Section "ServerFlags"

    Option         "Xinerama" "0"

EndSection

Section "Monitor"

    Identifier     "Monitor0"

    VendorName     "Unknown"

    ModelName      "LPL"

    HorizSync       30.0 - 75.0

    VertRefresh     60.0

    Option         "DPMS"

EndSection

Section "Monitor"

    Identifier     "Monitor1"

    VendorName     "Unknown"

    ModelName      "LG TV"

    HorizSync       28.0 - 67.0

    VertRefresh     50.0 - 75.0

EndSection

Section "Device"

    Identifier     "Device0"

    Driver         "nvidia"

    VendorName     "NVIDIA Corporation"

    BoardName      "GeForce Go 7300"

    Option         "NoLogo" "True"

    BusID          "PCI:1:0:0"

    Screen          0

EndSection

Section "Device"

    Identifier     "Device1"

    Driver         "nvidia"

    VendorName     "NVIDIA Corporation"

    BoardName      "GeForce Go 7300"

    BusID          "PCI:1:0:0"

    Screen          1

EndSection

Section "Screen"

    Identifier     "Screen0"

    Device         "Device0"

    Monitor        "Monitor0"

    DefaultDepth    24

    Option         "TwinView" "0"

    Option         "metamodes" "DFP: nvidia-auto-select +0+0"

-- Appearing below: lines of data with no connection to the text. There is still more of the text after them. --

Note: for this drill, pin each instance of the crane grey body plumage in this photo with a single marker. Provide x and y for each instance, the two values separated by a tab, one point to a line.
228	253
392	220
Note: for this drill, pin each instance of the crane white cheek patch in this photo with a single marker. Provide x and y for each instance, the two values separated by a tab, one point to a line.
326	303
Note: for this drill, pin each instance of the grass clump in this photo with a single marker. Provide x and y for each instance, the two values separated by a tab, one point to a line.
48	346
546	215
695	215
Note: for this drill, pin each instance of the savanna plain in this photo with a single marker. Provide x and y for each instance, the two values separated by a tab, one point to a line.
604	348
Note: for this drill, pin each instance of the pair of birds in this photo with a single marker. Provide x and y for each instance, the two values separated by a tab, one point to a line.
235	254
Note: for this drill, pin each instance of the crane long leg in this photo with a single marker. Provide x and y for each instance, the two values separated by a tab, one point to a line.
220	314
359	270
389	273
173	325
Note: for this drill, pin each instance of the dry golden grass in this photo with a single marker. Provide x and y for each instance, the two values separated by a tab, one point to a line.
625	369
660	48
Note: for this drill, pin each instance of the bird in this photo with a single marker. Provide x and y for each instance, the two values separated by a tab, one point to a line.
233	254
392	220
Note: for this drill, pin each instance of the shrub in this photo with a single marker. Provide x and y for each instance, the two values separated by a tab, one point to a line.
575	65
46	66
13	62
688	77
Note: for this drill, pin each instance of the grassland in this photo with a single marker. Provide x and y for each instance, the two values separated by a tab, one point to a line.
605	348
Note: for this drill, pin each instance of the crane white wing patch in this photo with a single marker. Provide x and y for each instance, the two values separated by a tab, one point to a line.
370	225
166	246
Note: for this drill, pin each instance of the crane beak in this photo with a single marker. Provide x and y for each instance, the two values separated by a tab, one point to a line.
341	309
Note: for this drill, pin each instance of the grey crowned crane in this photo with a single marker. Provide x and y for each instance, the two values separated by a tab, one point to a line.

    SubSection     "Display"

        Depth       24

    EndSubSection

EndSection

Section "Screen"

    Identifier     "Screen1"

    Device         "Device1"

    Monitor        "Monitor1"

    DefaultDepth    24

    Option         "TwinView" "0"

    Option         "metamodes" "CRT: nvidia-auto-select +0+0"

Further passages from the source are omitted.